Christin Johansson_Factory environment

I’ve focused on the workshop and the workshop environment in the former furniture factory. The notion of an empty and deserted shop floor. By taking segments and details from a production line and presenting them in ceramic form, I want to create an atmosphere of industry, production and workshops.

The objects refer to machines, assembly lines, lamps, waste and filty shop floors. Now they are obvious references to industrial and factory environments. To me, the assembly line is a powerful symbol of factory work, which is all about efÄciency and speed. The bright and colourful car paint finish of the objectsaccentuates their connection to the workshop.

Waste and half-completed things easily imagined left lying around in the abandoned factory become symbols of activity and liveliness.

 

David Carlsson_Coffee & Cigarettes

I ve found inspiration in all the people, the workers in factories and other workplaces. The great
number of people who together make up the very foundation of production, each one of them with their own history and personal experience. I’ve considered the moments when we, as employees, get the opportunity to meet each other as we are, or want to be. When the hard work stops and we have the time to just be ourselves, or the time to discover one another. Oppositional conceptions as ‘the group’ and ‘the individual’ have been essential in my work process, as have our need for breaks: the moments that interrupt routines and maybe make us cope a little longer.

My work is about things that constitute the personal framework around the daily work tasks. When we think about work, we often tend to remember the special moments and our colleagues more than the job itself.

 

Jakob Robertsson_Furniture with counterparts

Instead of using the conventional material, wood, I wanted to create furniture out of clay. Fairly soon I realized why you never see clay furniture, clay is simply not the ultimate material for making tables and stuff. However, I ended up with three pieces; a couch, a stool and a table, all of them with its own personality. The distinctive features of the pieces were accentuated when I gave them company of smaller, surrounding objects. These objects rhyme with
the various pieces of furniture and give them an environment and a context – furniture with counterparts.

 

Frøydis Lindén_Ideals

What research is done to form a piece of art or a designed object? Is it derived from dreams and ideals or from the real world? In the process of creating I often wander between the real world and everyday life, and the abstract and absurd expressions. In this project I wanted to investigate our ideals through a back-flash into times when right and wrong solutions existed.
How did the architect, who designed the furniture at the factory in the 1950s, work and think? Did he make anatomical investigations to find the ideal surface and form to sit on? Is it possible to make a one chair fits all?

Drawings made by the architect were left behind at the furniture factory.
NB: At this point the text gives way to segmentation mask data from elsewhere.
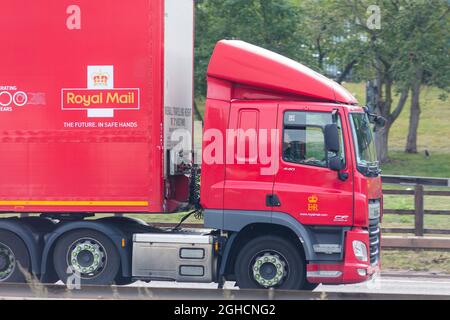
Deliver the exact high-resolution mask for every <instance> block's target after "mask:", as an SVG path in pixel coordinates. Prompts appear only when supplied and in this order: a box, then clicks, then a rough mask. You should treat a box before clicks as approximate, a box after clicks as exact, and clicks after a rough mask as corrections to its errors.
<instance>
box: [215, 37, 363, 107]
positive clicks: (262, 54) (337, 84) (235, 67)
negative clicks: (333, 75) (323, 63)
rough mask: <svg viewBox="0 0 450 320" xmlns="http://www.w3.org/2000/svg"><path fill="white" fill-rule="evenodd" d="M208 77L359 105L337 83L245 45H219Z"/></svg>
mask: <svg viewBox="0 0 450 320" xmlns="http://www.w3.org/2000/svg"><path fill="white" fill-rule="evenodd" d="M208 76H209V77H214V78H218V79H222V80H227V81H231V82H234V83H239V84H243V85H249V86H253V87H257V88H261V89H265V90H270V91H275V92H279V93H286V94H290V95H298V96H303V97H307V98H312V99H315V100H322V101H332V102H337V103H343V104H349V105H356V104H358V100H356V98H355V97H354V96H353V95H352V94H351V93H350V92H348V91H347V90H346V89H345V88H344V87H342V86H341V85H339V84H338V83H336V82H334V81H332V80H330V79H328V78H327V77H325V76H323V75H321V74H319V73H317V72H315V71H313V70H311V69H310V68H308V67H306V66H304V65H302V64H300V63H298V62H295V61H294V60H291V59H288V58H286V57H284V56H282V55H279V54H277V53H274V52H272V51H269V50H266V49H263V48H260V47H257V46H254V45H251V44H249V43H246V42H243V41H237V40H222V41H219V42H218V43H217V45H216V48H215V49H214V53H213V55H212V58H211V61H210V63H209V67H208Z"/></svg>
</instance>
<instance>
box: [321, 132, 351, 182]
mask: <svg viewBox="0 0 450 320" xmlns="http://www.w3.org/2000/svg"><path fill="white" fill-rule="evenodd" d="M325 146H326V149H327V152H331V153H335V154H336V156H334V157H332V158H329V159H328V167H329V168H330V169H331V170H333V171H337V173H338V177H339V180H341V181H346V180H347V179H348V173H346V172H342V169H344V163H343V162H342V160H341V158H340V157H339V155H338V154H339V151H340V143H339V129H338V126H337V124H336V123H333V124H328V125H326V126H325Z"/></svg>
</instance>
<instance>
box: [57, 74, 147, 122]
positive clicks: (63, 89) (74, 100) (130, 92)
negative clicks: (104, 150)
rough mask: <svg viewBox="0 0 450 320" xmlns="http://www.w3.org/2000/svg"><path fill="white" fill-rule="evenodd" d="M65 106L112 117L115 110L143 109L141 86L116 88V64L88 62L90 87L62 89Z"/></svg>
mask: <svg viewBox="0 0 450 320" xmlns="http://www.w3.org/2000/svg"><path fill="white" fill-rule="evenodd" d="M61 95H62V110H65V111H66V110H69V111H74V110H75V111H80V110H81V111H87V116H88V117H89V118H112V117H114V111H115V110H139V109H140V89H138V88H115V87H114V66H88V69H87V88H83V89H81V88H72V89H62V94H61Z"/></svg>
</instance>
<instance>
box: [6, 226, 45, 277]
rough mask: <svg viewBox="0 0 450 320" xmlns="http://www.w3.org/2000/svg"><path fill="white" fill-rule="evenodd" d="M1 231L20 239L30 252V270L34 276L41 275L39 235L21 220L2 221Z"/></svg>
mask: <svg viewBox="0 0 450 320" xmlns="http://www.w3.org/2000/svg"><path fill="white" fill-rule="evenodd" d="M0 230H4V231H6V232H10V233H12V234H14V235H16V236H17V237H19V238H20V239H21V240H22V241H23V243H24V244H25V247H26V248H27V251H28V256H29V258H30V269H31V272H32V273H33V274H34V275H40V274H41V252H42V245H41V244H40V243H39V235H38V234H37V233H36V232H35V230H33V229H32V228H31V227H30V226H29V225H28V224H25V223H21V221H20V220H19V219H15V218H14V219H2V220H0Z"/></svg>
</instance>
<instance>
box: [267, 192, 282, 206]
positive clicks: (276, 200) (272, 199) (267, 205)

They showed detailed plans of a new kitchen, standardised to fit into any home at the time. Functional and hygienic solutions, preferably scientifically proved, should ease the work and daily chores in the female domain, the kitchen.

During the winter of 2006, IKEA launched a campaign “Dream kitchen for all!” - kitchens which invite to playfulness and functions accustomed to your needs. Yes, flexible solutions to fit your identity. Who decides your ideals today?